In a piping system, a component that is used to control the flow of the media through the system is known as a valve. There are a variety of types of valves, each having their own features. They include:

Manifold Valves: For pressure instruments they are manual block and bleed manifold valves. These valves are castoff in pressure gauges, system impulse lines, differential pressure, flow plotter and switches. Depending on their types, their functions include pressure isolation, process equalizing, draining and venting and custody transfer. They control oil, water, toxic fluids, chemicals, air, and steam. To mount to an industrial differential pressure transmitter, flanged models are designed.
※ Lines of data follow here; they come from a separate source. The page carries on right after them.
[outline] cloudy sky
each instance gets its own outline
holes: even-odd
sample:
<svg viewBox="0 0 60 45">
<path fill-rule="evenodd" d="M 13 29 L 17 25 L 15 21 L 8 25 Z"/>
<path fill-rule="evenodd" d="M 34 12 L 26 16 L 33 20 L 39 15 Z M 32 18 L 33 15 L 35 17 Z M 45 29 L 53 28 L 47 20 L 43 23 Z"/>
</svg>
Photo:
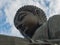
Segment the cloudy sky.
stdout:
<svg viewBox="0 0 60 45">
<path fill-rule="evenodd" d="M 27 4 L 43 9 L 47 18 L 60 13 L 60 0 L 0 0 L 0 34 L 23 37 L 13 20 L 16 11 Z"/>
</svg>

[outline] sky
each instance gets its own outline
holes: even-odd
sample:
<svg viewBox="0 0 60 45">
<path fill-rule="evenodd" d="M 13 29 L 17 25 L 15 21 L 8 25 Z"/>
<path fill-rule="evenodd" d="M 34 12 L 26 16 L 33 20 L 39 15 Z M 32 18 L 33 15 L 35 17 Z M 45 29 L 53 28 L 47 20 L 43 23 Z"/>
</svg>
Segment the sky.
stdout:
<svg viewBox="0 0 60 45">
<path fill-rule="evenodd" d="M 34 5 L 43 9 L 47 19 L 60 14 L 60 0 L 0 0 L 0 34 L 23 38 L 13 20 L 17 10 L 24 5 Z"/>
</svg>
Instrumentation Ball Valves: It is a form of quarter-turn valve. To control flow through itself, it uses a hollow, perforated and pivoting ball, also known as a “floating ball”. The valve is closed when it is pivoted 90-degrees by the valve handle and is open when the ball’s hole is in line with the flow. They are recommended for industries such as oil, gas, and petrochemicals where long life is required.
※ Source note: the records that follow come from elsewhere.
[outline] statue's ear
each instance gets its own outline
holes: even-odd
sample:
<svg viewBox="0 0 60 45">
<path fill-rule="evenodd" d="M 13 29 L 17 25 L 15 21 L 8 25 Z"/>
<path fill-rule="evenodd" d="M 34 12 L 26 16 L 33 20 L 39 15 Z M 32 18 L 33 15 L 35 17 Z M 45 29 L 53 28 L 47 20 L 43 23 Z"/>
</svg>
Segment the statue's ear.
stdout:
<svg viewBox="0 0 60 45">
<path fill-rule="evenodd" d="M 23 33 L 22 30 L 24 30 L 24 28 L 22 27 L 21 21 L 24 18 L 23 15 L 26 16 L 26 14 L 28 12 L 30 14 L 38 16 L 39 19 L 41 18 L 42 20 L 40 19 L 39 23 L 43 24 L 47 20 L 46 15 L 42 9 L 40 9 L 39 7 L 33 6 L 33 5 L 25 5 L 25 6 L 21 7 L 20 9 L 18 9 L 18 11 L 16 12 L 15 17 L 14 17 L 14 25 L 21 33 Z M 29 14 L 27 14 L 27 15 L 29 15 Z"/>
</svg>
Needle Valve: It is a type of valve which has a small port and a threaded needle-shaped plunger. Although it is generally only capable of relatively low flow rates, it allows precise regulation of flow. To gradually open a space for fine control of flow, this valve uses a tapered pin. With the use of a spindle, the flow can be controlled and regulated.
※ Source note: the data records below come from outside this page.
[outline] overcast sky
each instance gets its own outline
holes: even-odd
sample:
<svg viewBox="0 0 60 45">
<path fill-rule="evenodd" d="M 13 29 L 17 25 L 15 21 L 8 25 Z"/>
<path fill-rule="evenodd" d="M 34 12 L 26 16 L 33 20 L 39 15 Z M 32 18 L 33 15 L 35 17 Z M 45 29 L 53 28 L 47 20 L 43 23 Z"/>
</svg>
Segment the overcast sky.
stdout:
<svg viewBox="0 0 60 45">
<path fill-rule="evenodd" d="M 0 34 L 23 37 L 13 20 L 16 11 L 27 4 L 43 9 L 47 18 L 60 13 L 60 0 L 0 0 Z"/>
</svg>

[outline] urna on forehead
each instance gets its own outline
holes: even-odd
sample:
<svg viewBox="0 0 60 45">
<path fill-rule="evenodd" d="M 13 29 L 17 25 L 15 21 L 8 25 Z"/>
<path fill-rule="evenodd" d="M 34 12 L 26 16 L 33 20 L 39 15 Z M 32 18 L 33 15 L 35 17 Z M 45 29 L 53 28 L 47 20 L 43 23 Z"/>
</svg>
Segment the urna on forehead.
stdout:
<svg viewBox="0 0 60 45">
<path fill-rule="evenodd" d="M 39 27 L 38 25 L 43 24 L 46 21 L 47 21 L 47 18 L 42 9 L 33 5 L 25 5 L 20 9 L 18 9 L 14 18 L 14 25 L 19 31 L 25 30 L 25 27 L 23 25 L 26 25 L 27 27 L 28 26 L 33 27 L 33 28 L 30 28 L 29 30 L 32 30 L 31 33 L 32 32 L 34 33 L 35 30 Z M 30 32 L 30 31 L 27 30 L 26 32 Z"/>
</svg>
Check Valves: They are two-port valves, which mean they have two openings in the body, one for fluid to enter and the other for fluid to leave. As they do not have any valve handle or stem, they work automatically and most are not controlled by a person or any external control. There are various types of check valves including ball check valves, diaphragm check valves, swing check valves, stop-check valves, lift-check valves, in-line check valves, flow check valves, among others. Cracking pressure which is the minimum differential upstream pressure between inlet and outlet at which the valve will operate is an important concept in these valves.